Import Binary Log Files

Deephaven provides a tool for importing binary log files directly into Deephaven tables. Binary logs are normally processed by a tailer in real time and ingested by a Data Import Server. The typical use for this tool would be the (re)import of old logs if an error occurred during the initial ingestion or the original table data is lost.

Quickstart

The following is an example of how to import a specific binary log file. This command assumes a typical Deephaven installation and a log file located at /var/log/deephaven/binlogs/.

sudo -u dbmerge /usr/illumon/latest/bin/iris_exec binary_import -- \
-ns ExNamespace -tn ExTableName \
-sf ExNamespace.ExTableName.System.hostname.2018-10-01.bin.2018-10-01.180353.011-0400 \
-dp localhost/2018-10-01 -om REPLACE

This example will import the given log file into localhost/2018-10-01, replacing whatever data exists in that location already, if any.
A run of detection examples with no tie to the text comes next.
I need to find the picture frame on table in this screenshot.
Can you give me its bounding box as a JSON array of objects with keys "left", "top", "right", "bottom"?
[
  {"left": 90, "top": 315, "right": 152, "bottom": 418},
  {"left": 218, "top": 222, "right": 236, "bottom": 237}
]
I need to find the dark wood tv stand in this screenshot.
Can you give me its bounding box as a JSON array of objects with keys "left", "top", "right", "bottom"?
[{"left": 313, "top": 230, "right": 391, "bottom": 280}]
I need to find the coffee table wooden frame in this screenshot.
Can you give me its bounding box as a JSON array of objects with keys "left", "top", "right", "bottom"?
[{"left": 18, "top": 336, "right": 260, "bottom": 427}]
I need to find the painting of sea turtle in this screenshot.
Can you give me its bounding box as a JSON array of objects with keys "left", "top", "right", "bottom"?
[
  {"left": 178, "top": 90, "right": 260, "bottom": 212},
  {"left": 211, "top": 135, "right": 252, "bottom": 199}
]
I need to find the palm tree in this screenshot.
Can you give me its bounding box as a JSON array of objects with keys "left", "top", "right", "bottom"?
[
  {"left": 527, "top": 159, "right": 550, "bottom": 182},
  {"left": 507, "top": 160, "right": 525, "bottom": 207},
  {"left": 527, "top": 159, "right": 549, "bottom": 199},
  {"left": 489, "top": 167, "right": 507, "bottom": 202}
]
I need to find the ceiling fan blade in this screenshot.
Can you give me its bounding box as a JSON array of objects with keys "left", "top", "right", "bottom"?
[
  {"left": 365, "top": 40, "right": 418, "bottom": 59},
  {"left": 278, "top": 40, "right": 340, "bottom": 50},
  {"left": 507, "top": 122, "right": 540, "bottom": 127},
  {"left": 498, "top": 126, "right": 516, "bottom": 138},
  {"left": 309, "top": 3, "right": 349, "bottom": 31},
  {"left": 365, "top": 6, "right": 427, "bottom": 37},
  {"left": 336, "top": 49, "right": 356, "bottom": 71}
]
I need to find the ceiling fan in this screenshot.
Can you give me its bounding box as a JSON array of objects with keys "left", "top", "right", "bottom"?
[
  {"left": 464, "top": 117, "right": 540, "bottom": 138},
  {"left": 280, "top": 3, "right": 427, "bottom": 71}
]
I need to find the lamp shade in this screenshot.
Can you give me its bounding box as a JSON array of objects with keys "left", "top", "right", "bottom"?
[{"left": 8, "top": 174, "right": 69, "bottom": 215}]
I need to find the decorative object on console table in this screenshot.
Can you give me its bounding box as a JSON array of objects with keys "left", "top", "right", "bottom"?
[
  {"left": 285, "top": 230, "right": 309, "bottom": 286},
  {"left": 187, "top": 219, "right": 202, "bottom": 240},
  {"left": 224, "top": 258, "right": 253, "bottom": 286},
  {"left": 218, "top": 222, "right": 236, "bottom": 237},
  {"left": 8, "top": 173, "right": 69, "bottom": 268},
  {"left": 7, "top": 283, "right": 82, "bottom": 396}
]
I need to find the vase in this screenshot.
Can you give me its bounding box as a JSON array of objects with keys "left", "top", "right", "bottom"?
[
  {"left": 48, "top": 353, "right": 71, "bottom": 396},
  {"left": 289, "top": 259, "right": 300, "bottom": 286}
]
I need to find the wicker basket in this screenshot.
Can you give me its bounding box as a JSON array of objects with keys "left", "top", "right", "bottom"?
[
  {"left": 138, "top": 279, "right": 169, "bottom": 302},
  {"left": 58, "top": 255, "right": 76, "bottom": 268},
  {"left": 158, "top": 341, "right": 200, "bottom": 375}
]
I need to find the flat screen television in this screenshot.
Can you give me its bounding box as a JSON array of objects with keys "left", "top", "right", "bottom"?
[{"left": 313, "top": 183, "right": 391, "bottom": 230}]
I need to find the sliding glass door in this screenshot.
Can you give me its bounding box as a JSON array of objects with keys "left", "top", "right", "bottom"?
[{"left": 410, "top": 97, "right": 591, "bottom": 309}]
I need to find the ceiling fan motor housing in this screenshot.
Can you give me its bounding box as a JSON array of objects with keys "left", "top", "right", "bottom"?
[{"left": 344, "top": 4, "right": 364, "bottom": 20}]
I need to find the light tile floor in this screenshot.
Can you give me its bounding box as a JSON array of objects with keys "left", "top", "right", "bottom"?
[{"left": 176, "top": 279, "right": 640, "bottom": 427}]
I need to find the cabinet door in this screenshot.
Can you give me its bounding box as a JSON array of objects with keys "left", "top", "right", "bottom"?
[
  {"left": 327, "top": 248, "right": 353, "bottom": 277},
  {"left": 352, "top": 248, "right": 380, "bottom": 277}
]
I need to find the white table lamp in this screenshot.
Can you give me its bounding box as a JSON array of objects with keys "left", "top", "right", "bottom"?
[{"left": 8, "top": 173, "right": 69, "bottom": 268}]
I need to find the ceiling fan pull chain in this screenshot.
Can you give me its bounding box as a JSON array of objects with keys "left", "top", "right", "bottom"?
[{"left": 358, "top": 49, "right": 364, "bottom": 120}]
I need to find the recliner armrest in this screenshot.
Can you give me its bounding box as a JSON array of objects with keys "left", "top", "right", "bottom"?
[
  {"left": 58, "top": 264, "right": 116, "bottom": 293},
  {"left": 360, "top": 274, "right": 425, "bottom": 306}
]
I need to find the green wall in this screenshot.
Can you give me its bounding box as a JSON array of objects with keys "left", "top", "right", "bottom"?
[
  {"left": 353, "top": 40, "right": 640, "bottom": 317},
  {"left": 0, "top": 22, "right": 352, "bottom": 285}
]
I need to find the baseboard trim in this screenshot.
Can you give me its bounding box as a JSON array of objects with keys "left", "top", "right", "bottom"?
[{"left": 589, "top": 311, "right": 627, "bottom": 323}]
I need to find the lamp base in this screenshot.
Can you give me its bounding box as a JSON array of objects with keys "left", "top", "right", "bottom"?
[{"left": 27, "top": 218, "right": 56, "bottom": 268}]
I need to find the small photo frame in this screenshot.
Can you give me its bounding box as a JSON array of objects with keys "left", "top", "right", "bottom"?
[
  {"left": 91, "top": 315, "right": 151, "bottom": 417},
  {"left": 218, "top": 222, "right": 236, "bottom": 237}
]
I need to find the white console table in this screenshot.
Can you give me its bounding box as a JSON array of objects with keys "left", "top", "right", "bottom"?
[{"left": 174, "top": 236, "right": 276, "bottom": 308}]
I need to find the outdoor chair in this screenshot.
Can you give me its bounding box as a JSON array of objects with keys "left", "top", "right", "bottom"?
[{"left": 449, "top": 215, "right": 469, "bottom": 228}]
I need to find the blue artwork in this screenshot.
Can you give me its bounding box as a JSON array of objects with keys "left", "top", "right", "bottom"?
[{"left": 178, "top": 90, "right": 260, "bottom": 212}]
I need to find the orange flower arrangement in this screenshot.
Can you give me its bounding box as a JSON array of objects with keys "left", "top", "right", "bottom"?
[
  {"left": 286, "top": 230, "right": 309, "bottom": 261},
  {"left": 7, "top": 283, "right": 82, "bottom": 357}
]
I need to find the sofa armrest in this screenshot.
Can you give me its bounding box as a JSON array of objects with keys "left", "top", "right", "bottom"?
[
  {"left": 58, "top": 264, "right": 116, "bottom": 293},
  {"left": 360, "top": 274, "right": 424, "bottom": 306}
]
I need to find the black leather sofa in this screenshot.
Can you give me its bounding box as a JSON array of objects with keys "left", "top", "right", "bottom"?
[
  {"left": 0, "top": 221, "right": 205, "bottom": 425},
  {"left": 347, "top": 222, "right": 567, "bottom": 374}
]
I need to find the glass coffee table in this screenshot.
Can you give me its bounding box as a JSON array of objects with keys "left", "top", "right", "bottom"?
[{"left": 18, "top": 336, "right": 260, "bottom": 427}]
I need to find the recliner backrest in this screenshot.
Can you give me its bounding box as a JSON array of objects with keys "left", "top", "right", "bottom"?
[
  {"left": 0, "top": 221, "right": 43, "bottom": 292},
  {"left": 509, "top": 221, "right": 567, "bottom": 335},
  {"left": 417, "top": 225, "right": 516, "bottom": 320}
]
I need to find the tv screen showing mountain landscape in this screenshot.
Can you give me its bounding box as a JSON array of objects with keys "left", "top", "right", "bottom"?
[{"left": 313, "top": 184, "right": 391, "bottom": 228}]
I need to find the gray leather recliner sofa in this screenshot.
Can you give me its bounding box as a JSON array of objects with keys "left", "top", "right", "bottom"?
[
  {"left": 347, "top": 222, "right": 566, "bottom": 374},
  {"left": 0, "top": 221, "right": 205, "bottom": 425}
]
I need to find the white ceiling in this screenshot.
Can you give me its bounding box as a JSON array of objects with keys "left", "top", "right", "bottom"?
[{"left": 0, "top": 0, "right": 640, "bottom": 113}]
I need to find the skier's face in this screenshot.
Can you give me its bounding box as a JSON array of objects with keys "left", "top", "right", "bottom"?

Note that unlike with other imports, the source file(s) must be located relative to the dbmerge user logs directory.

Schema Inference

There is no schema inference tool for Binary imports - it is anticipated that a table schema will already exist consistent with the binary log files to be loaded.

Import from Command Line

Binary imports can be performed directly from the command line, using the iris_exec tool.

Command Reference

iris_exec binary_import <launch args> -- <binary import args>

Binary Import Arguments

ArgumentDescription
  • -dd or --destinationDirectory <path>
  • -dp or --destinationPartition <internal partition name / partitioning value> | <internal partition name>
  • -pcor--intradayPartition <partition column name>
Either a destination directory, specific partition, or internal partition plus a partition column must be provided. A directory can be used to write a new set of table files to specific location on disk, where they can later be read with TableTools. A destination partition is used to write to intraday locations for existing tables. The internal partition value is used to separate data on disk; it does not need to be unique for a table. The name of the import server is a common value for this. The partitioning value is a string data value used to populate the partitioning column in the table during the import. This value must be unique within the table. In summary, there are three ways to specify destination table partition(s):
  1. Destination directory (e.g., -dd /db/Intraday/<namespace>/<table>/localhost/<date>/<table/)
  2. Internal partition and destination partition (e.g., -dp localhost/2018-01-01)
  3. Internal partition and partition column - for multi-partition import (e.g., -dp localhost -pc Date)
-ns or --namespace <namespace>(Required) Namespace in which to find the target table.
-tn or --tableName <name>(Required) Name of the target table.
-om or --outputMode <import behavior>(Optional):
  • SAFE (default)- SAFE checks whether the target table already contains data matching the provided partitioning value; if it does, the import is aborted.
  • When developing an import process, REPLACE should be used, because failed import attempts will often write some data to the table, causing the next attempt with SAFE to abort.
  • APPEND should normally be used only when you are running multiple imports to load a set of data to the same table at one time, possibly from multiple different sources, and the resultant data needs to be kept together as part of one logical partition.
  • -sd or --sourceDirectory <path>
  • -sf or --sourceFile <exact file name>
  • -sg or --sourceGlob <file name pattern>
sourceDirectory, sourceFile, and sourceGlob are all optional. If none of these are provided, the system will attempt to do a multi-file import. Otherwise, sourceDirectory will be used in conjunction with sourceFile or sourceGlob. If sourceDirectory is not provided, but sourceFile is, then sourceFile will be used as a fully qualified file name. If sourceDirectory is not provided, but sourceGlob is, then sourceDirectory will default to the configured log file directory from the prop file being used.